ZİLE TARİHİ
Tokat ilinin 70
km batısında yer alan Zile ilçesinin doğusunda Turhal ilçesi, güneyinde Artova
ilçesi ve Yozgat iline bağlı Kadışehri ilçesi, batısında Yozgat ilinin Çekerek
ilçesi ve Amasya'nın Göynücek ilçesi, kuzeyinde ise Amasya ili bulunmaktadır.
Tokat ilinin en büyük ilçelerinden olan Zile ilçesi coğrafi konumu itibariyle 40
derece 19 dakika kuzey enlemi, 35 derece 45 dakika doğu boylamı arasında yer
almaktadır. Yüzölçümü 1512 km2 olan ilçenin denizden yüksekliği 710 metredir.
Güneyden doğu batı istikametinde uzanan ve en yüksek tepesi 1892 metre olan
Deveci Dağları, kuzeyden yine doğu batı istikametinde uzanan yüksek tepelerle
çevrili olan Zile bir ovanın orta yerinde yükselen höyüğün çevresinde
kurulmuştur. Anadolu'nun en eski yerleşim merkezlerinden biridir. Güvercin çalı,
Hüseyin Gazi Tepesi ve Sivriçal bu ovada belli başlı engebelerdir. İlçe
sınırları içerisinden geçen Çekerek Irmağı önemli bir su kaynağı olmakla beraber
yararlanılamamaktadır. Çalışmaları sürdürülen Süreyya Bey Barajı
tamamlandığında, ilçe topraklarının büyük bir kesiminin sulanabilmesi mümkün
olacaktır. Zile'nin coğrafi bölge taksimatında Orta Karadeniz Bölgesi'nin
güneyinde bulunması ve İç Anadolu Bölgesi'nin kuzeyine komşu olması nedeniyle
her iki bölgenin de iklim özelliklerini taşır. Yazlar sıcak ve kurak, kışlar
özellikle kar yağışlı ve soğuk geçer. Yağmurlar ise daha ziyade ilkbahar
sonlarına kaymış olmakla birlikte sonbaharın ilk aylarında da görülür. Bu
nedenle Zile'de genel olarak Karadeniz - İç Anadolu arası iklim tipi hakimdir.

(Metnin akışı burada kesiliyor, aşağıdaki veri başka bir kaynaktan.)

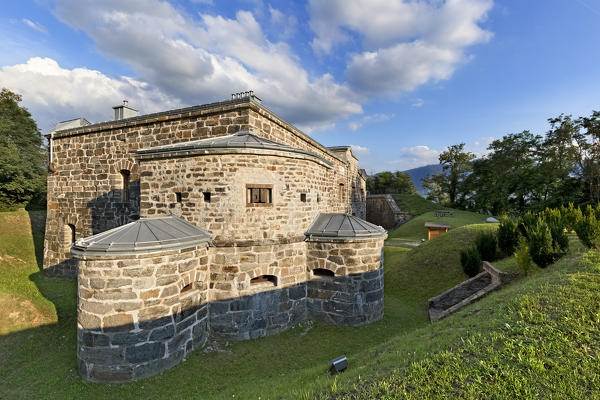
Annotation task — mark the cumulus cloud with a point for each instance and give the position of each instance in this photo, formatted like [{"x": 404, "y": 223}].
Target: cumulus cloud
[
  {"x": 404, "y": 44},
  {"x": 418, "y": 103},
  {"x": 360, "y": 150},
  {"x": 53, "y": 93},
  {"x": 416, "y": 156},
  {"x": 205, "y": 59},
  {"x": 357, "y": 124},
  {"x": 35, "y": 25}
]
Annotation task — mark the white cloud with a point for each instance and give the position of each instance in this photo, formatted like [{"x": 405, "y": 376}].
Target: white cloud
[
  {"x": 34, "y": 25},
  {"x": 207, "y": 59},
  {"x": 360, "y": 150},
  {"x": 418, "y": 103},
  {"x": 357, "y": 124},
  {"x": 286, "y": 24},
  {"x": 405, "y": 44},
  {"x": 416, "y": 156},
  {"x": 54, "y": 94}
]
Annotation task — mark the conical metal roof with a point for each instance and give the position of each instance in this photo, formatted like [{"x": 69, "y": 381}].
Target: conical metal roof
[
  {"x": 343, "y": 226},
  {"x": 239, "y": 140},
  {"x": 147, "y": 235}
]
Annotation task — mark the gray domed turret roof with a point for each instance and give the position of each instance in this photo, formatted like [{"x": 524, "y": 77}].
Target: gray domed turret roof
[
  {"x": 147, "y": 235},
  {"x": 239, "y": 140},
  {"x": 343, "y": 226}
]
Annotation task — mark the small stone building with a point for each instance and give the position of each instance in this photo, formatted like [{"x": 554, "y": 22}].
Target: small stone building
[{"x": 217, "y": 221}]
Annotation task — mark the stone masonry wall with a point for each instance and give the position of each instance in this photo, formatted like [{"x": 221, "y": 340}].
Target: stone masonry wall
[
  {"x": 86, "y": 188},
  {"x": 225, "y": 177},
  {"x": 354, "y": 295},
  {"x": 134, "y": 319},
  {"x": 243, "y": 310}
]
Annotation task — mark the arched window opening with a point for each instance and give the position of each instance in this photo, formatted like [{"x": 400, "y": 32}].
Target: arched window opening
[
  {"x": 125, "y": 176},
  {"x": 187, "y": 288},
  {"x": 323, "y": 273},
  {"x": 68, "y": 235},
  {"x": 264, "y": 280}
]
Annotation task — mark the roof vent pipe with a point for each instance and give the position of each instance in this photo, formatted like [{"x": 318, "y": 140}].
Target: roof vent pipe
[{"x": 124, "y": 111}]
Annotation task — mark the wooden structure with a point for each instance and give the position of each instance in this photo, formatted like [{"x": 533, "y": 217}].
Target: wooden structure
[{"x": 436, "y": 229}]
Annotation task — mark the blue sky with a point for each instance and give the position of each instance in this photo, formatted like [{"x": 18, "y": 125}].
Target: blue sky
[{"x": 399, "y": 80}]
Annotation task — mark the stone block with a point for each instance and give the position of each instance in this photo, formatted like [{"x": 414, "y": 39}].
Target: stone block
[{"x": 144, "y": 352}]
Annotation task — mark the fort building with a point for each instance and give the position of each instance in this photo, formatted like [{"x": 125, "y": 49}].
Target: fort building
[{"x": 220, "y": 220}]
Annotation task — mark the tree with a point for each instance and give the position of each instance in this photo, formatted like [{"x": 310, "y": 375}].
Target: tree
[
  {"x": 457, "y": 165},
  {"x": 449, "y": 186},
  {"x": 22, "y": 156},
  {"x": 390, "y": 182}
]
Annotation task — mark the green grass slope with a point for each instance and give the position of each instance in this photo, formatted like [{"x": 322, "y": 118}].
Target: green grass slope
[
  {"x": 415, "y": 204},
  {"x": 507, "y": 340},
  {"x": 414, "y": 230},
  {"x": 536, "y": 338}
]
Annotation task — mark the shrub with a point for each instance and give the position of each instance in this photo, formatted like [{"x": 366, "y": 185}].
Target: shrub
[
  {"x": 486, "y": 245},
  {"x": 508, "y": 235},
  {"x": 556, "y": 223},
  {"x": 570, "y": 216},
  {"x": 524, "y": 261},
  {"x": 526, "y": 222},
  {"x": 470, "y": 261},
  {"x": 541, "y": 247},
  {"x": 588, "y": 230}
]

Osmanlı İmparatorluğu'nun eyalet yönetiminde "Eyaleti Suğra" ya bağlı olan Zile,
Sivas vilayetinin Tokat Sancağı'na bağlı bir kaza merkezidir. Geçmişi hakkındaki
mevcut birçok kayıtların yanında, yapılan arkeolojik araştırmalar gösteriyor ki
ilçe Tunç ve Demir Çağları'ndan beri iskana açıktır. Amasyalı ünlü coğrafyacı -
tarihçi STRABON'a göre Zile, NİNOVA (Asur Krallığı'nın başkenti) melikesi
SEMİRAMİS tarafından kurulmuştur. Semiramis, güzel bir cariye iken BELH şehrinin
kuşatılması sırasında gösterdiği dirayet ve yiğitliği sonucunda, Asur Hükümdarı
NİNUS' un takdirini kazanmış ve onunla evlenmiştir.


M.Ö. 1916
yıllarında kocası NINUS'u zehirleyerek Asurların yönetimini ele geçirmiştir. Bu
hesaba göre Zile 4000 yıllık bir tarihi geçmişe sahiptir. Zile kalesinin
(Anadolu’da bilinen tek dolma kaledir) Roma kumandanı SULLA tarafından
yaptırılmış olması veya burada AMANOS Mabedi'nin bulunması ve muhterem anlamına
gelen SİLLA denmesinden dolayı, Zile'nin ismi zamanla ZELA - ZİLE şeklini almış
olabilir. Tarihçi CHARLES TEXIER'e göre, STRABON eserinde ZELA'dan bahseder.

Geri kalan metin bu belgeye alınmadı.